Mississippi Facts

Mississippi Facts
The State of Mississippi is located in the southern United States. It shares state borders with Tennessee, Alabama, Louisiana, and it is directly across the Mississippi River from Arkansas. Mississippi is the 32nd largest U.S. state with 48,430 square miles. It is the31st most populated state with approximately 2,984,926 residents and it is ranked as the 32nd most densely populated state. Prior to European settlement Native American tribes including the Biloxi, Yazoo and Natchez inhabited area. Fort Maurepas (or Old Biloxi) was home to the first settlement by French colonists. Following the French and Indian Wars, Great Britain took over the region in 1763, eventually turning it over to the U.S. following the Revolution. Mississippi joined the Union in 1817, becoming the 20th U.S. state.
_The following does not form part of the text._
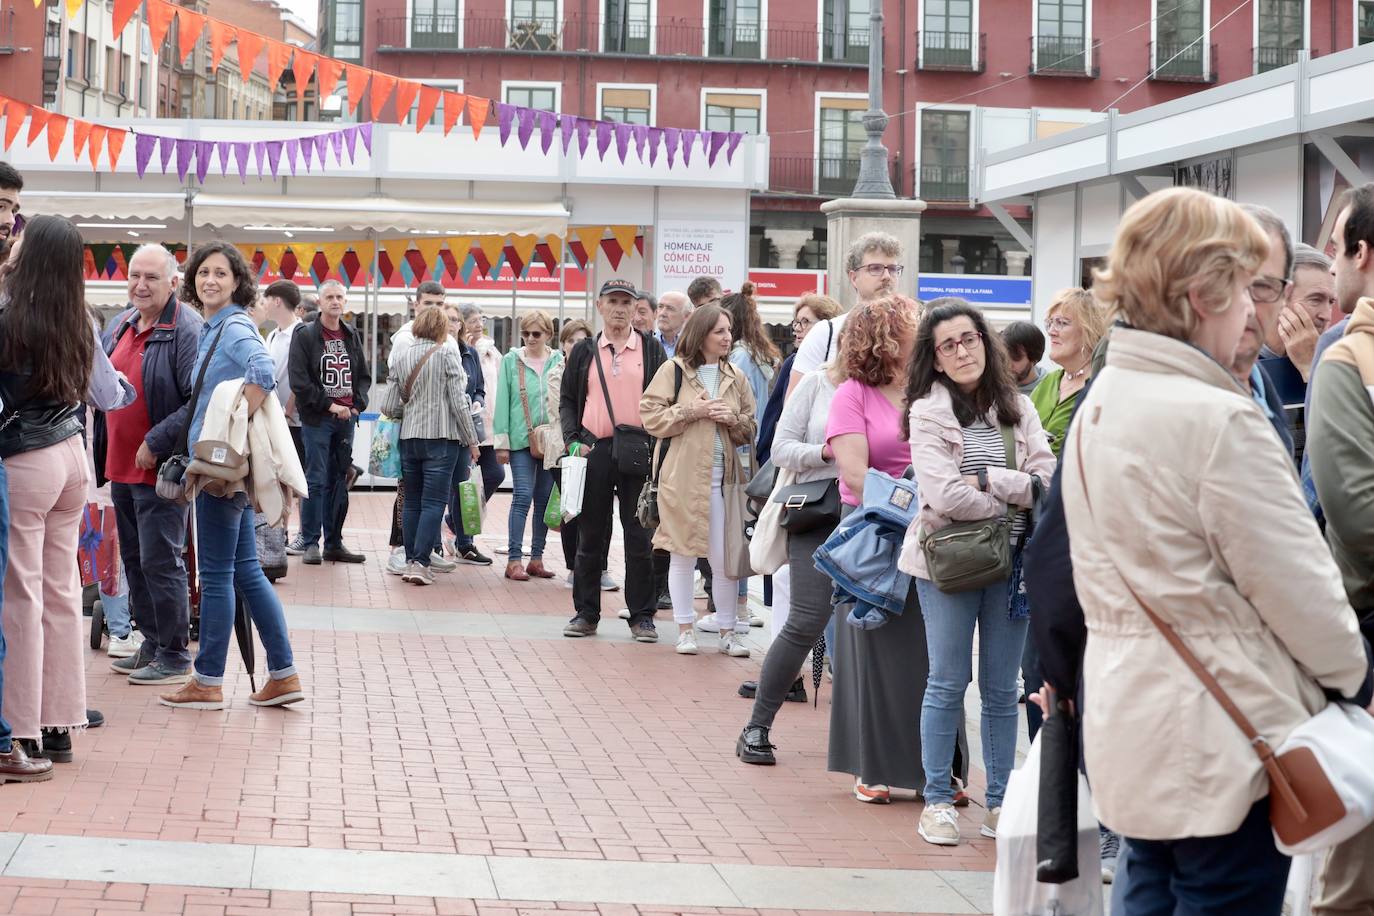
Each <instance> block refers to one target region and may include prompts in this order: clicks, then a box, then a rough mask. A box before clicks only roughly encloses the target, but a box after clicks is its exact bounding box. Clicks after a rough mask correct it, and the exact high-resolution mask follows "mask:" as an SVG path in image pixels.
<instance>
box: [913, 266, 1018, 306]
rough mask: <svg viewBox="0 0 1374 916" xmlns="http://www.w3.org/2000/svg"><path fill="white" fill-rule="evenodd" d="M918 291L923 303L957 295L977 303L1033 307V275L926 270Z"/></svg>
mask: <svg viewBox="0 0 1374 916" xmlns="http://www.w3.org/2000/svg"><path fill="white" fill-rule="evenodd" d="M918 290H919V291H918V295H919V297H921V301H922V302H929V301H930V299H938V298H941V297H945V295H954V297H958V298H960V299H967V301H969V302H971V304H974V305H1024V306H1026V308H1029V306H1031V277H1028V276H978V275H977V273H922V275H921V282H919V286H918Z"/></svg>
Interesting Mississippi Facts:
The name Mississippi is believed to be derived from an Indian word that means 'Father of Waters', 'great river' or 'gathering of waters'.
Mississippi's capital city is Jackson, which is also its largest city.
Mississippi residents are called Mississippians.
Mississippi's state nickname is the Magnolia State.
The state motto for Mississippi is 'Virtute et arms', which means 'By valor and arms'.
Mississippi's state song is 'Go Mis-sis-sip-pi'.
Mississippi's original flag was the Magnolia Flag which had been chosen in 1861. In 1894 the official state flag that still exists today was adopted.
Mississippi's state bird is the mockingbird and its state game bird is the wood duck.
The state mammal is the white-tailed deer and the state water mammal is the bottle-nosed dolphin.
Mississippi has a southern shoreline on the Gulf of Mexico.
The state fish for Mississippi is the largemouth bass and the state insect is the honeybee.
Mississippi's state flower is the bloom or flower of the magnolia and the state tree is also the magnolia.
Mississippi's major rivers include Yazoo River, Pearl River, Big Black River and the Mississippi River.
Mississippi's major lakes include Grenada Lake, Sardis Lake, Arkabutla Lake, and Ross Barnett Reservoir.
Mississippi's agriculture includes cotton, rice, corn and soybeans.
The major industry in Mississippi includes fishing, transportation equipment, electronic equipment, oil and textiles.
Mississippi is the leading producer in the world of pond-raised catfish. Of the 140,000 national acres of catfish ponds, Mississippi is home to 100,000 of them.
There are 82 counties in Mississippi, and 24 state parks.
The first human lung transplant in the world was performed at the University of Mississippi Medical Center.
Elvis Presley was born in Tupelo, Mississippi in 1935.
Liberty, Mississippi was the first U.S. town to build a Confederate monument.
The Norris Bookbinding Company in Greenwood is the largest plant in the U.S. binding Bibles.
The second largest cotton exchange in the U.S. called Cotton Row is located in Greenwood.
Greenwood, Mississippi is known as the cotton capital of the world.
Belzoni, Mississippi is known as the catfish capital of the world.
Greenville, Mississippi is known as the towboat capital of the world.
Vardaman, Mississippi is known as the sweet potato capital of the world.
Edward Adolf Barq, Sr. was the inventor of root beer. He developed the popular beverage in Biloxi, Mississippi in 1898.